Of course it is not possible to realize the annihilation operator for this obvious reason. Therefore, the next best thing is to make a non-deterministic operator out of it. You put a beam splitter inside the box that diverts only a tiny amount of the beam and have a detector in the path of the diverted beam that gives you a signal whenever it detects a photon. When the detector clicks, you know that the state you get out of the black box is equivalent to what you get when the annihilation operator does to whatever state you actually just put in. How does this work with the vacuum now? The detector never clicks. We kind of avoid the elephant in the room. However, the operator is of course not trace-preserving. The probability that the detector clicks will of course increase with the number of photons present in the input beam. So you change the relative weights around. The former vacuum state will have no weight at all in the output state and the n=10 state will have way more weight than the n=1 state. So you shuffle the mean photon numbers around. The same holds true for the photon creation operator. The probability to add one more photon to any state will scale with the number of photons already present in that mode. That is essentially just stimulated emission at work. In the end, applying the best experimental approximation of the photon number operator (or as it is rather called: creating the photon-subtracted-then-added state) completely shuffles the photon numbers of the output state in a manner that may be surprising unless the input state is a Fock state.

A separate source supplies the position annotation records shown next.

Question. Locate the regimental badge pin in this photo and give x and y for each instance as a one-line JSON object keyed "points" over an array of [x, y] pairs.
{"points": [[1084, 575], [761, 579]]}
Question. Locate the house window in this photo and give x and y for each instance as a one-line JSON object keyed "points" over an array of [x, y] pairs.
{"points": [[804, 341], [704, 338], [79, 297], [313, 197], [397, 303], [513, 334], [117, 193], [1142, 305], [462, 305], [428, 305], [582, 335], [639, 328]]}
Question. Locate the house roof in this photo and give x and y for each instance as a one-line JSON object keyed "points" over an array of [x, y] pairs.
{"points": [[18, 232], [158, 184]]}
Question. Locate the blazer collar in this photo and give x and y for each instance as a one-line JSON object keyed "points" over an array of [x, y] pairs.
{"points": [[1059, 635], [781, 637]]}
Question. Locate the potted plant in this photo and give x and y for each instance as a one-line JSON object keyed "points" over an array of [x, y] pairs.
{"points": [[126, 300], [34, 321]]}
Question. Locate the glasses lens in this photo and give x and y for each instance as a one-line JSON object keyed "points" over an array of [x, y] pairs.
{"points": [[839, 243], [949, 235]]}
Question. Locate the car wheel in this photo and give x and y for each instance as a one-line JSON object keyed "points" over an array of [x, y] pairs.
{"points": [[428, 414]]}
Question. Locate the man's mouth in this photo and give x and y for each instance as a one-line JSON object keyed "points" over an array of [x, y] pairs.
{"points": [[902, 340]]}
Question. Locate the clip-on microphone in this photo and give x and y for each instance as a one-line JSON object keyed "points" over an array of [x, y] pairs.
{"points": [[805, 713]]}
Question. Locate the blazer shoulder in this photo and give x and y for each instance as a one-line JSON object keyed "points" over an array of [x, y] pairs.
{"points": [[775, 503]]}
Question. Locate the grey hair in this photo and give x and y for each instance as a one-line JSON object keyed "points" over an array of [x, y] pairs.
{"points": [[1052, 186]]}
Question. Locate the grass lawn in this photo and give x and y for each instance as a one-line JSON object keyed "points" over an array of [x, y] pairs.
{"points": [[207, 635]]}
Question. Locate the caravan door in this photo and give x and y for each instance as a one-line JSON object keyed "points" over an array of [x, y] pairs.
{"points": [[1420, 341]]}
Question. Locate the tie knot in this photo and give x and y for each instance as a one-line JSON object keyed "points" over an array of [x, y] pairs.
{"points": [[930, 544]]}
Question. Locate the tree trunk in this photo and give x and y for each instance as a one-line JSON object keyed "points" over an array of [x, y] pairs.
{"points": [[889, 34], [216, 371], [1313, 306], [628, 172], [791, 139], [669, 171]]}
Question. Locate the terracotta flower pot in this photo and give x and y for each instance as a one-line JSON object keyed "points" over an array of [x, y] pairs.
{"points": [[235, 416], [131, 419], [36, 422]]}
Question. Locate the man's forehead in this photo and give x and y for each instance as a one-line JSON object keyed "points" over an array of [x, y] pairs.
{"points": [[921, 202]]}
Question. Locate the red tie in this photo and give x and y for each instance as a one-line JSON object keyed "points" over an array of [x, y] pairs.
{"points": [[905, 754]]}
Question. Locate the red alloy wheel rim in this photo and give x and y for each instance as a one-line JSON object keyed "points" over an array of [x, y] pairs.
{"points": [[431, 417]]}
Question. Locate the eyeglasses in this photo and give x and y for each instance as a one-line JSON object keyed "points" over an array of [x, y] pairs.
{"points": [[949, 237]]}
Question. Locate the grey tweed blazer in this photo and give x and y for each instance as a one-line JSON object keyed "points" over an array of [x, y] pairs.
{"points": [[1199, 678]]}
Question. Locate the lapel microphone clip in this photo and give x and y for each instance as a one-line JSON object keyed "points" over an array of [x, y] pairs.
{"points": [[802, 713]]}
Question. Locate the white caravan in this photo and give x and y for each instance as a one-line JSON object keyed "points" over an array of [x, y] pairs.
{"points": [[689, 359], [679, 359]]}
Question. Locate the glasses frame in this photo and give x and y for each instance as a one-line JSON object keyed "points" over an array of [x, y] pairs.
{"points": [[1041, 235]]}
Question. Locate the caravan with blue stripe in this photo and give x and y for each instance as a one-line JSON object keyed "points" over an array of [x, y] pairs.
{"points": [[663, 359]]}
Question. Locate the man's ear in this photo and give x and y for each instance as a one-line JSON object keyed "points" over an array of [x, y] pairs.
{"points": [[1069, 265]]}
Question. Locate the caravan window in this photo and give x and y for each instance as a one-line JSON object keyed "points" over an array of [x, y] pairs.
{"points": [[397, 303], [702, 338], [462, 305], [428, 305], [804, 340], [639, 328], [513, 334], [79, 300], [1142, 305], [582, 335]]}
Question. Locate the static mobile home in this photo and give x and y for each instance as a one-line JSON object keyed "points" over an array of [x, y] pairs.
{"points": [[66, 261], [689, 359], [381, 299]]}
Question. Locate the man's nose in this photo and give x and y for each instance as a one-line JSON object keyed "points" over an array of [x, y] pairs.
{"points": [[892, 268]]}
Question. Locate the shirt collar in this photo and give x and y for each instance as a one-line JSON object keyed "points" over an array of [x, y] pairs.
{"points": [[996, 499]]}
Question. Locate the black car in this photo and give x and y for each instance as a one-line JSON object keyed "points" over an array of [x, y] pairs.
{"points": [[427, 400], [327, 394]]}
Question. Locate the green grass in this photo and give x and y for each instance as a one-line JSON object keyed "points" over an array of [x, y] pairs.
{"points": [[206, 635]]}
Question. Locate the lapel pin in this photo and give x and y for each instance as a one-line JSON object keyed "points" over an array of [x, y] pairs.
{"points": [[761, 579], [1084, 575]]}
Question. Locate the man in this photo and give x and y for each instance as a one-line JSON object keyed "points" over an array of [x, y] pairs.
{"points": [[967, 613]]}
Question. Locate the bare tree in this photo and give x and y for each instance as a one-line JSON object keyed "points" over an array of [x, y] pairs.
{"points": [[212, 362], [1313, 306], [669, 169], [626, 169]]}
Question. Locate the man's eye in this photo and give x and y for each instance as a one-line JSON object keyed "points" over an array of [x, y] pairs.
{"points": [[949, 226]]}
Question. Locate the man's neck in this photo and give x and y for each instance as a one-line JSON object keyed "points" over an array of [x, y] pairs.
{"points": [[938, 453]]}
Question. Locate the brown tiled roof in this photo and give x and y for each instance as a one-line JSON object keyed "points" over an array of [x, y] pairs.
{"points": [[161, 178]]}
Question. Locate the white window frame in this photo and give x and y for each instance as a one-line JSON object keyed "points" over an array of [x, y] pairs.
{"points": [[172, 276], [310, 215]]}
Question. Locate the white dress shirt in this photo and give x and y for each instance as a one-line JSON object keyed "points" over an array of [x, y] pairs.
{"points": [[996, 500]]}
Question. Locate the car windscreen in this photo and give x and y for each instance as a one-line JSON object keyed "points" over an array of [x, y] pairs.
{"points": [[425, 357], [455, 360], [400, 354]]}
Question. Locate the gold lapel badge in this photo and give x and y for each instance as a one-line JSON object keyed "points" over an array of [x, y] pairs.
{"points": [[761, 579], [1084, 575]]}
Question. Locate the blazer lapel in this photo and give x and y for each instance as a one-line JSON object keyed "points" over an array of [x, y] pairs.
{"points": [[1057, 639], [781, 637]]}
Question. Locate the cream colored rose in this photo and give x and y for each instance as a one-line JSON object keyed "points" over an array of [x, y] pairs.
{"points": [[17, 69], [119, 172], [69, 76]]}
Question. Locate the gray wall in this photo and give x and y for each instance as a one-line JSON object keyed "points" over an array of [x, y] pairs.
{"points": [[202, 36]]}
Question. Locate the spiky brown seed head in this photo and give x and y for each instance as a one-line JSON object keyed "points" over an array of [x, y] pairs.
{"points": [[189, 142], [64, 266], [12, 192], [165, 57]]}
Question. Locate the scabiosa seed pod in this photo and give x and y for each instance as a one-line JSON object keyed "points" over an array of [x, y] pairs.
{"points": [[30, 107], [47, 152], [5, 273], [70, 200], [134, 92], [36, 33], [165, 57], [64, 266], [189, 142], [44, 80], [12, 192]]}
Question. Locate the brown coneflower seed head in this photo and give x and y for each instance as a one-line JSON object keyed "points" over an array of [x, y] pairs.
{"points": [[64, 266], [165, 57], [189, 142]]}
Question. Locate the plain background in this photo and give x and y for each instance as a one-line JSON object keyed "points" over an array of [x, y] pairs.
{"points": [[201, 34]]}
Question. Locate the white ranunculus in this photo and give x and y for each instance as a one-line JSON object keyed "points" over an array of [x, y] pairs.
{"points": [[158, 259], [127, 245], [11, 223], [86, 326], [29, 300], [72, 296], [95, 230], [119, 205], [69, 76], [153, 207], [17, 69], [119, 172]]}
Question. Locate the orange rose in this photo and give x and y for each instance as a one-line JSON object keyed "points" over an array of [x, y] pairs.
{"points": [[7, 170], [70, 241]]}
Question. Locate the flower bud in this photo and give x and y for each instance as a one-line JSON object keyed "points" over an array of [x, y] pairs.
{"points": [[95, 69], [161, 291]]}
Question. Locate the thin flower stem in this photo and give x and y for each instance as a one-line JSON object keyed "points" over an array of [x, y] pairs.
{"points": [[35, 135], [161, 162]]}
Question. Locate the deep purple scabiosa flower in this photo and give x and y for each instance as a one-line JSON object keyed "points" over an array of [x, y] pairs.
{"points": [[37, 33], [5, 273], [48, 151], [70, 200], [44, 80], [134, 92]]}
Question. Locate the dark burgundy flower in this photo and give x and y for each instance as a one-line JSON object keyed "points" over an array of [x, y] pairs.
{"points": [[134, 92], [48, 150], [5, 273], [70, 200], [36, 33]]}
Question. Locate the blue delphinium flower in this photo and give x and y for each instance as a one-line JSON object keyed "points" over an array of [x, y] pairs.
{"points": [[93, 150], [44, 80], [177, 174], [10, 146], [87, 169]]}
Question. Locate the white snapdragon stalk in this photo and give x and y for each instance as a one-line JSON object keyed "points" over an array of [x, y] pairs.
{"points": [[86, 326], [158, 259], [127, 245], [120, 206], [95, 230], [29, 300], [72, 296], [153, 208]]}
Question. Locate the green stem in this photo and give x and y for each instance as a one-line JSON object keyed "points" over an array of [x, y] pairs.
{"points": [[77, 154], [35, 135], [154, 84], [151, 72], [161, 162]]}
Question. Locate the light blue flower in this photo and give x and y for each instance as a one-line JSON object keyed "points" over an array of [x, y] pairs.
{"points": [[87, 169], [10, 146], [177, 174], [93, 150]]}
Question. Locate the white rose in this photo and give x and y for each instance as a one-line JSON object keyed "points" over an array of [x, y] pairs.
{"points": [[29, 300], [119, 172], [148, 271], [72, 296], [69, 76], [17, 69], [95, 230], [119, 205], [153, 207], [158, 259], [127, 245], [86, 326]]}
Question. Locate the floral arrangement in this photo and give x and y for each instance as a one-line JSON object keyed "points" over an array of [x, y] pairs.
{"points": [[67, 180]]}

For that reason indeed nobody implements the photon number operator in experiments (although it would work - the click rate of the detector inside the black box will be proportional to the photon number and one may of course completely ignore the output state), but instead rather uses the "put a block of material there to absorb everything"-method.

The fact that photon annihilation may only be realized in a conditional manner really is not too advanced stuff and I do not see where the problem is (to be precise: perfect absorption is possible in nonlinear cavity QED, but certainly not for all Fock states).

 

[vanhees71]

Obviously there's a mutual misunderstanding here, which I cannot resolve. It's clear that it's very hard to realize the annihilation operator, which takes out precisely one photon from a given photon state, experimentally. I've never claimed otherwise. I guess, we agree on the math though now.

 

[Cthugha]

It's clear that it's very hard to realize the annihilation operator, which takes out precisely one photon from a given photon state, experimentally.

Well, to be precise, it is not just very hard, but fundamentally impossible. That is a small, but important difference.

The standard way of connecting Hilbert space to real-world physics makes use of the fact that all collinear state vectors correspond to the same physical state, so $|n\rangle$ and $c|n\rangle$ represent the same physical state for any non-zero complex c. Accordingly, it is very convenient to work with normalized state vectors.

However, it is equally clear that $c|n\rangle$ and $0|n\rangle$ are not physically equivalent. The latter is not even realizable physically. Applying the photon annihilation operator to the vacuum would require some process that maps these state vectors onto each other. As this is impossible, it is also not just hard, but impossible to find a precise physical implementation of the annihilation operator.